John Harrison of B’n’M Pro Staffer Team enjoys fishing creek channels lined with green iron wood bushes as they provide shade from the sun while providing cover for crappie to ambush bait fish. When temperatures begin to decrease and air clears out, these channels become popular places for crappie to ambush baitfish and ambush prey fish. Harrison notes that as soon as water temperatures decrease and air clears further, more crappie will begin congregating along these channels.
Locating bait fish is key to creating a productive crappie bite in the fall. Many of the shad that were concentrated near shallower waters during spawning have moved out deeper waters, leaving plenty of minnows and other small baitfish still around for hungry crappie to feed upon.

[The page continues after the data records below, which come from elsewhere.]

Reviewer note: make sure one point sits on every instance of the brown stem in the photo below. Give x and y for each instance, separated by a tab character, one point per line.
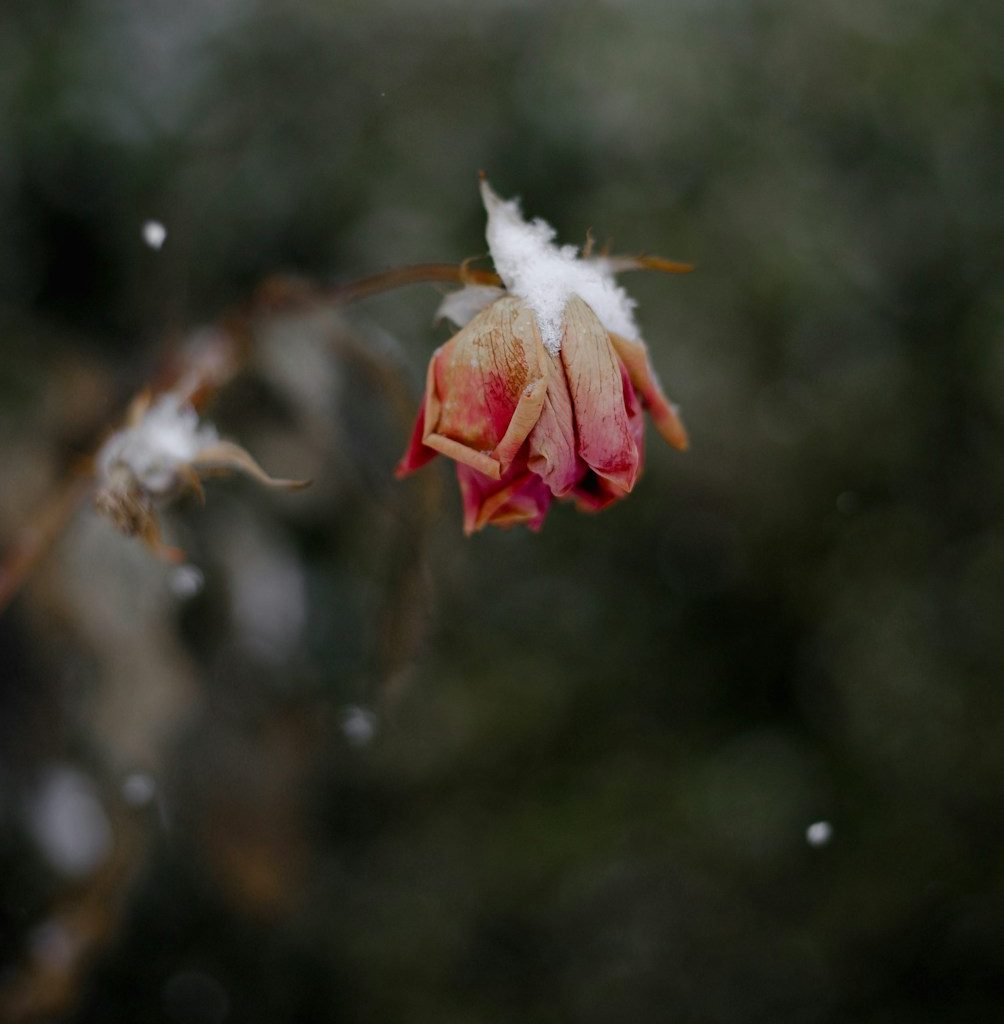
276	294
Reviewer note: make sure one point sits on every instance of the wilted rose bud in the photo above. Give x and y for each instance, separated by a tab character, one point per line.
538	396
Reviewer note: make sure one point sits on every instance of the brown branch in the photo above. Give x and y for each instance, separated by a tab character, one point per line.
275	295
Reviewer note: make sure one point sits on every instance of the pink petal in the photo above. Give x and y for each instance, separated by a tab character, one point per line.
482	373
519	498
605	439
551	444
417	455
593	493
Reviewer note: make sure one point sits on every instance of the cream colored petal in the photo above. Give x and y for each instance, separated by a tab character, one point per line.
480	379
634	355
604	439
524	420
552	444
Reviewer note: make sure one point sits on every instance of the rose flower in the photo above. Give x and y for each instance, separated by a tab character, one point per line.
539	395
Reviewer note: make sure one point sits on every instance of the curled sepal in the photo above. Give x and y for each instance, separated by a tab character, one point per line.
225	457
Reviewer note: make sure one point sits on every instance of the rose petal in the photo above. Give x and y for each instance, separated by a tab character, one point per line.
605	440
478	381
519	498
593	493
634	355
551	444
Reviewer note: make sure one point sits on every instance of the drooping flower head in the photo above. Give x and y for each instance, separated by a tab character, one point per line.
539	395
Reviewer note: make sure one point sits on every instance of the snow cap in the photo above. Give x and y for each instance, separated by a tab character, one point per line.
546	275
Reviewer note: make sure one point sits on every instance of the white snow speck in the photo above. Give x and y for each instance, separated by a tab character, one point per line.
359	725
819	834
69	823
138	788
546	275
167	437
155	233
186	582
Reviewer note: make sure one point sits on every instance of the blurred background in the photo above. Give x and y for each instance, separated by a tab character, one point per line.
731	751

Locating these baitfish can also help determine at what depth a particular creek channel the crappie are holding. McCoy prefers fishing ledges during the fall months, looking specifically for ones with ambush points such as brush piles or rock ledges that drop down into channels; as well as those stair-stepped with shelves at different depths.
One way to locate these ledges is using your depth finder to search for likely-looking areas. Once you find one that seems likely, try fishing the top or bottom of the ledge with either a jig or minnow suspended beneath a slip bobber, as when its float drops and moves in the strike zone it triggers crappie feeding. Be patient as you slowly reel up your bait while pausing every foot or so so as the bait remains within this strike zone for as long as possible – it gives better chances for crappie to bite!